A travers les yeux de la famille Joad, ce livre dépeint une incroyable fresque d’une époque et d’un peuple. D’ailleurs, la situation est tout à fait transposable aujourd’hui, avec les phénomènes de migration et ces gens qui ont tout perdu et qui continuent à espérer une vie meilleure loin de chez eux…  Si j’ai dit que les Joad n’ont rien d’épique, ils ne manquent toutefois pas de courage. La mère de famille, tout particulièrement, m’a beaucoup touchée : elle n’abandonne jamais, elle porte tous ses proches à bout de bras, en les poussant à continuer et à trouver la force d’espérer encore. Et ça fonctionne, on a vraiment envie qu’ils s’en sortent, on en vient à partager leurs espoirs naïfs tout en connaissant d’avance les embûches qu’ils vont devoir surmonter.

Je te parlais d’un niveau d’anglais assez costaud : le vocabulaire en soi n’est pas très sophistiqué, je peux donc imaginer qu’il se lit bien en version française, mais pour plonger ses lecteurs dans l’ambiance de l’Oklahoma et de la Californie, Steinbeck a écrit tous les dialogues en imitant l’accent des paysans locaux. Alors on abrège des mots, on en enlève d’autres, on fait des fautes de syntaxe et de conjugaison, on utilise « she » pour parler de certains objets… Bref, ça peut vite s’avérer très chaud à lire en VO. Je te conseille de bien t’imprégner de l’accent (en regardant des séries sous-titrées par exemple, genre True Detective) pour pouvoir choper les structures de phrases et entendre les personnages parler dans ta tête quand tu lis les dialogues. C’est ce qui m’a aidée en tout cas, mais il m’a fallu quelques dizaines de pages pour prendre un bon rythme de lecture.

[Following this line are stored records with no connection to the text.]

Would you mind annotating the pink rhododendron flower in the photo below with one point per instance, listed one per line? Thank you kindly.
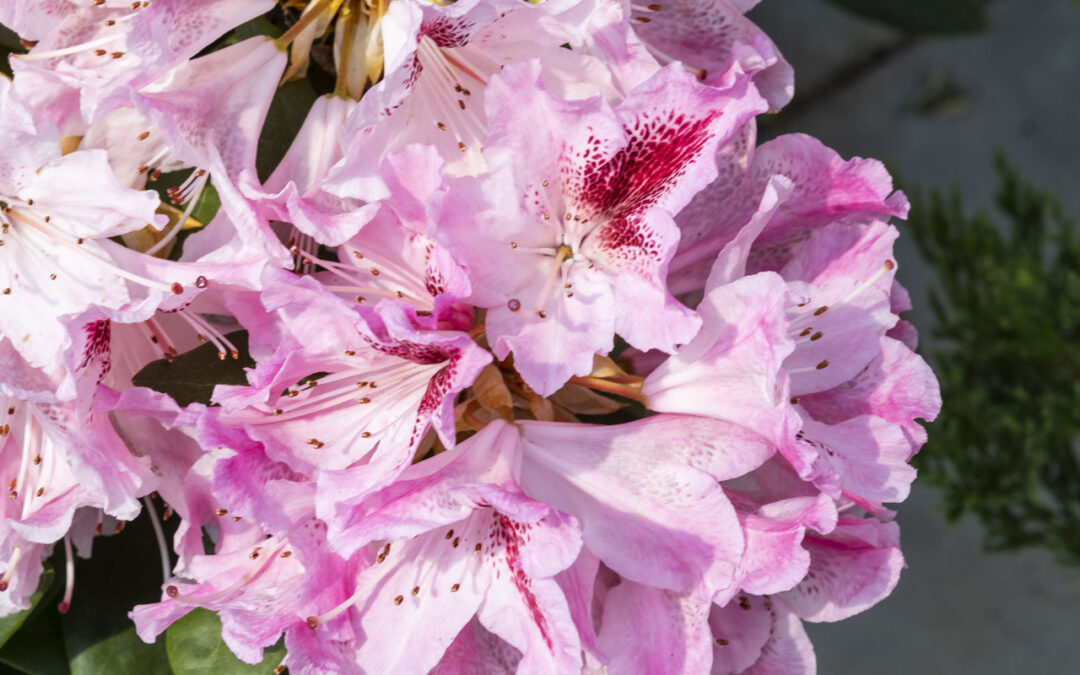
(386, 392)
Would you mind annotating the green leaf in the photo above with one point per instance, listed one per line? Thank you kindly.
(287, 111)
(123, 571)
(922, 16)
(207, 204)
(194, 647)
(10, 624)
(191, 376)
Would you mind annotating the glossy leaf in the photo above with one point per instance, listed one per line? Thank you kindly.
(191, 376)
(194, 647)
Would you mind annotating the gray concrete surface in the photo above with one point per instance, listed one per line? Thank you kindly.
(935, 111)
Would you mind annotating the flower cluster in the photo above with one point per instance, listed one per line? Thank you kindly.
(555, 369)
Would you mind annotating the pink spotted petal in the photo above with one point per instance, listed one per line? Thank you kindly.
(647, 630)
(650, 517)
(851, 569)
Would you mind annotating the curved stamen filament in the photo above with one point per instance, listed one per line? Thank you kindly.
(562, 254)
(65, 604)
(174, 228)
(75, 49)
(159, 534)
(149, 283)
(173, 592)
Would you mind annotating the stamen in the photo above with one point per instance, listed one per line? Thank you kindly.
(159, 534)
(65, 604)
(173, 592)
(562, 254)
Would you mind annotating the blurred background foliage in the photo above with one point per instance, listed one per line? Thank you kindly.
(1008, 356)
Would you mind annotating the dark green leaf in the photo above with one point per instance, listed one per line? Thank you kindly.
(191, 376)
(196, 647)
(12, 623)
(287, 111)
(123, 571)
(922, 16)
(1008, 358)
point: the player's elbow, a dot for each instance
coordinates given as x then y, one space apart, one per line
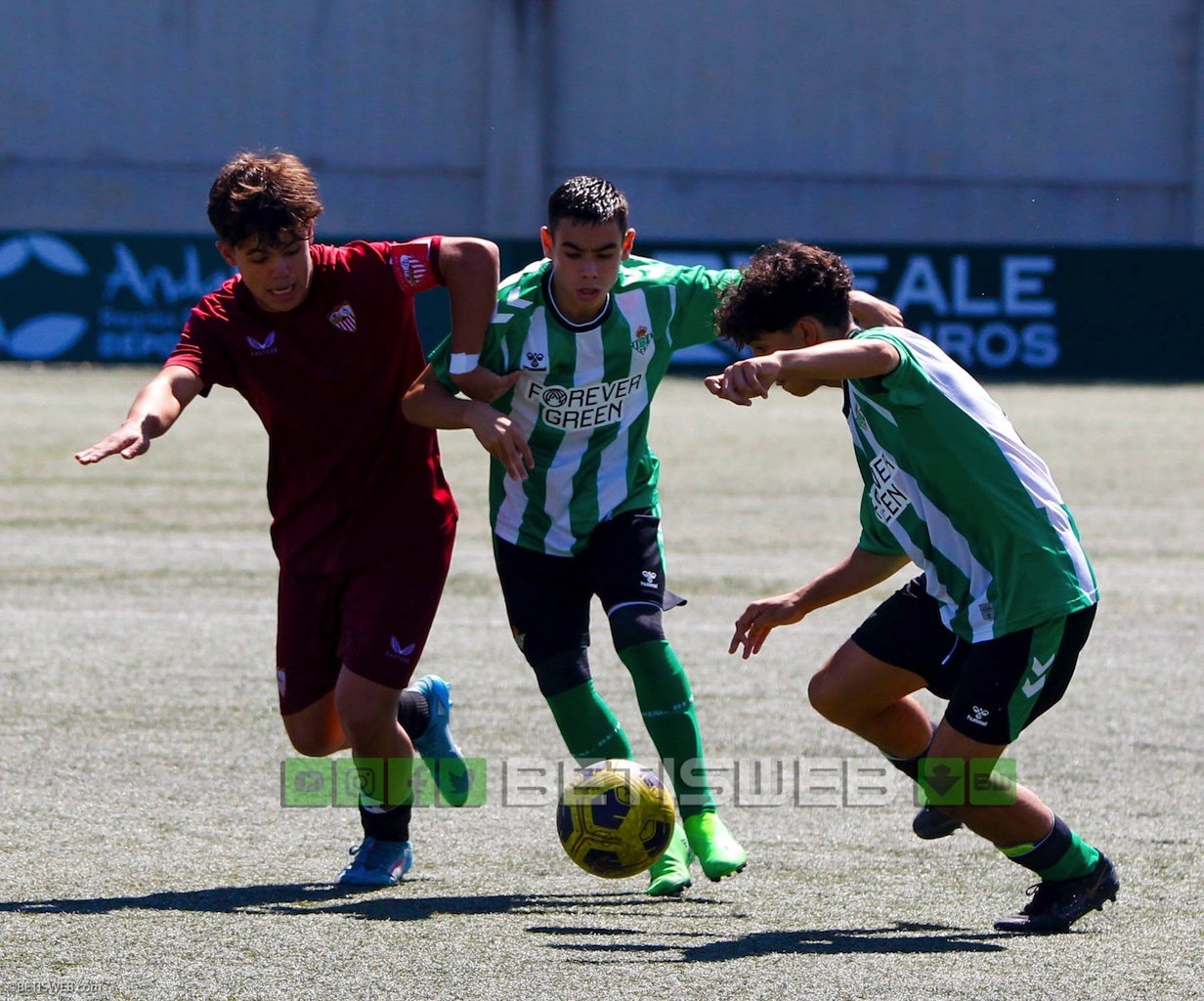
472 254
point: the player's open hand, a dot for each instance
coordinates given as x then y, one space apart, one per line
742 382
129 441
760 618
501 439
484 384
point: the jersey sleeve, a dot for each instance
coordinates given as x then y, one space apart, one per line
908 385
202 353
699 290
415 264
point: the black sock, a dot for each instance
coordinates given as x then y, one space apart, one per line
390 825
413 714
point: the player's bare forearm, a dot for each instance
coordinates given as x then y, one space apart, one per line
838 361
470 268
871 311
856 572
432 405
153 411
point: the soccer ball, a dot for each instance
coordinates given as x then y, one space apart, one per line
616 818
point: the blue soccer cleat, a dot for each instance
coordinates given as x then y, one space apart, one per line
377 862
439 751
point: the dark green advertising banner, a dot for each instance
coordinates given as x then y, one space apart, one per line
1002 312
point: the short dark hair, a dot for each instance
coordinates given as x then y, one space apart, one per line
782 283
263 196
589 200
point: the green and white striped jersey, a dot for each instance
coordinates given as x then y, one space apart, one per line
950 483
584 395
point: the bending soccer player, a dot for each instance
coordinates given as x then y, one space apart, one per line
322 342
587 332
1007 596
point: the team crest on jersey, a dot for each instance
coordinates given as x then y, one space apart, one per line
268 346
343 318
413 270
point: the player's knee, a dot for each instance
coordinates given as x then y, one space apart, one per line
830 699
312 743
364 719
632 624
560 673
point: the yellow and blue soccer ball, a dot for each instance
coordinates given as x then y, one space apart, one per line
616 818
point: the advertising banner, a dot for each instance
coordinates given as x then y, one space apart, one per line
1028 314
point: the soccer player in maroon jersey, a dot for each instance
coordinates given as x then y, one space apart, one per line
322 341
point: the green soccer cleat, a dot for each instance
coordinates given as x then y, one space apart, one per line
670 872
719 853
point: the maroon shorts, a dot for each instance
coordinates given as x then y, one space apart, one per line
373 621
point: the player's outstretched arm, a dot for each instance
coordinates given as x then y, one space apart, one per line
471 270
153 411
742 382
871 311
856 572
431 405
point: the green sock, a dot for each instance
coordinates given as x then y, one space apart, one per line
1059 855
590 730
667 707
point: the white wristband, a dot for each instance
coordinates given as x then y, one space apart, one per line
460 363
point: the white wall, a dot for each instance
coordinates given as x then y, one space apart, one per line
881 120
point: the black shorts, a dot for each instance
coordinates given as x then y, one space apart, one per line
996 686
548 597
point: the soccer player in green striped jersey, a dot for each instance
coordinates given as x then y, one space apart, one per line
1007 595
580 343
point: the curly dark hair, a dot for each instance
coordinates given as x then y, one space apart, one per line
258 196
782 283
586 198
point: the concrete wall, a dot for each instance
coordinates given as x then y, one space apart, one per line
1032 122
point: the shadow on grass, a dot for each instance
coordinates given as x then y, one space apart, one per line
898 938
595 944
324 898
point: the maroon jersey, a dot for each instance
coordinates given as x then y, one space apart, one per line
349 480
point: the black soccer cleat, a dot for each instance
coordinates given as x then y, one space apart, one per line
1057 905
932 823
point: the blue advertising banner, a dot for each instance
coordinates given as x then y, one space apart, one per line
1062 314
1003 312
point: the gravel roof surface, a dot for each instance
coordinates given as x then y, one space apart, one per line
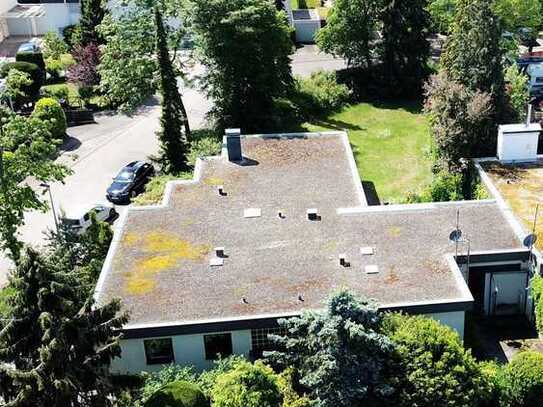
161 268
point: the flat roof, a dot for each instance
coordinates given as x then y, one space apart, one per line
159 262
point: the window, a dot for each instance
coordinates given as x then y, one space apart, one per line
261 341
158 351
217 344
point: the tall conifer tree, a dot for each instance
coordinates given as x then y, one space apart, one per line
92 14
174 121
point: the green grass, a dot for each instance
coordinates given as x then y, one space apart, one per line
391 144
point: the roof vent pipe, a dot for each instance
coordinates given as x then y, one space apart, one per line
233 144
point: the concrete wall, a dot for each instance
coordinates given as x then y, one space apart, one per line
189 349
57 16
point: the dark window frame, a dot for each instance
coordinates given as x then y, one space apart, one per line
215 349
160 359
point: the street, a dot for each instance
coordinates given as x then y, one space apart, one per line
96 152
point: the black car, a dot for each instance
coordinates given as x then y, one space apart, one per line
130 181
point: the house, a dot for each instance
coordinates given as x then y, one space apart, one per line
275 224
33 18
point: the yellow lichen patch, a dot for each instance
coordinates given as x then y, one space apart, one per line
131 239
212 181
165 250
395 231
176 248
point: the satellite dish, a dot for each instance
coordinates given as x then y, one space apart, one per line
455 235
529 240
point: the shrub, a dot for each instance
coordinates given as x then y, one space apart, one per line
525 380
154 189
178 394
50 111
57 92
53 45
247 385
72 35
320 94
537 294
32 58
437 370
207 144
36 74
173 373
446 186
84 71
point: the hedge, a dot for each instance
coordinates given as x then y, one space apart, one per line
32 58
36 74
178 394
49 110
524 377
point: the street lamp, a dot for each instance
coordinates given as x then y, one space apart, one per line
47 187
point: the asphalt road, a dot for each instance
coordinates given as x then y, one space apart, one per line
96 152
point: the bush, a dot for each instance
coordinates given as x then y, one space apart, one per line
537 294
50 111
36 74
154 189
178 394
524 376
53 45
247 385
320 94
437 370
205 145
32 58
57 92
72 35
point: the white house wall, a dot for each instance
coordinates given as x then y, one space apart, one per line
189 349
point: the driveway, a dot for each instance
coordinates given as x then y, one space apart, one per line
95 152
308 59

Mais une fois que j’étais dedans, qu’est-ce que ça a valu la peine ! Le rythme n’est pas très rapide, on est plus sur de la description de vie quotidienne dans des conditions difficiles, et c’est aussi pour ça que j’ai préféré le lire tranquillement, en profitant de l’ambiance. Mais cette description est extrêmement soignée, chaque image est imprimée dans mon cerveau et dès que j’ouvrais ce livre, j’étais immédiatement plongée dans ces paysages désertiques, chauds et poussiéreux.

Ce que j’ai préféré, c’est les intermèdes : entre chaque chapitre, on a quelques pages qui sortent de l’histoire des Joad, en parlant de la situation du pays de manière plus globale. Les formes sont très variées, ça peut être une narration externe sur le sentiment général des familles forcées de se délocaliser, ou un employé de station-service qui raconte à un client des anecdotes sur ceux qu’il voit passer chez lui. Dans ces intermèdes, Steinbeck a le champ libre pour expérimenter au niveau de la forme et du fond, et je les ai trouvés vraiment maîtrisés.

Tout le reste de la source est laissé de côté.